Purpose Joint bleeds lead to joint destruction. In vitro exposure of human and canine cartilage to blood results in long lasting severe adverse changes in cartilage. An in vivo joint haemorrhage in the canine knee joint demonstrates similar adverse effects although less outspoken and long-lasting. We investigated the clearance rate of blood from canine knee joints as a possible explanation for this discrepancy.

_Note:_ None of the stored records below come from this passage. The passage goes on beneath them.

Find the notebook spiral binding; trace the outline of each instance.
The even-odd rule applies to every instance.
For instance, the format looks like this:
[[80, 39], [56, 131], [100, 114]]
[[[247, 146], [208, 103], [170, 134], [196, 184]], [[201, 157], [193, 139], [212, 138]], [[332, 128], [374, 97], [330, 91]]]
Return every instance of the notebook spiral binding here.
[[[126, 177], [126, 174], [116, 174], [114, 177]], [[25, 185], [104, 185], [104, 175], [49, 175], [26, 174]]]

Methods Blood was injected into the knee joint of Beagle dogs, either 48h, 24h or 15m before termination. The amount of red and white blood cells present in the joint cavity was determined. Chondrocyte activity and cartilage matrix integrity as well as cartilage destructive activity of synovial tissue were determined biochemically. Additionally, synovial tissue was analyzed by use of histochemistry.
Results Fifteen minutes after the injection of autologous blood, the red blood cell count was 5,7*1012/L, comparable to the amount present in whole blood, and gradually decreased (1,6*1012/L at 24 hours) to 0,2*1012/L within 48 hours (less than 5%). The amount of white blood cells increased in the first 24 hours, and was still increased after 48 hours, although less than after 24 hours. The proteoglycan synthesis rate and -release were adversely affected already within 24 hours (−22% and +24% respectively), and these effects were more severe 48 hours post-injection (−34% and +53% resp.). Synovial tissue culture supernatants demonstrate cartilage destructive properties as expressed by an increased release, a decreased synthesis rate, and decreased content of cartilage proteoglycans; increasing with time after the experimental haemorrhage (+207%/+247%; −58%/−62%; −8%/−28% respectively, for 24/48 hours). Evaluation of the synovial tissue revealed at 15 minutes post-injection countless numbers of intact RBC that were almost completely disappared after 48 hours, withonly limited recruitment of macrophages and iron deposition.
Conclusions Blood is cleared very rapidly from the canine knee joint, but in that short time span already has adverse effects on both cartilage and synovial tissue. This rapid clearance can play a role in the discrepancy between long-term in vitro and in vivo effects of blood-induced joint damage since more than 10% v/v blood for 48 hours is needed induced to long-term adverse effects in vitro. Irrespectively, blood has devastating effects on articular cartilage very rapidly, and in this respect it is important to prevent (traumatic) joint haemorrhages and if they occur, to treat them properly.
Disclosures: No relevant conflicts of interest to declare.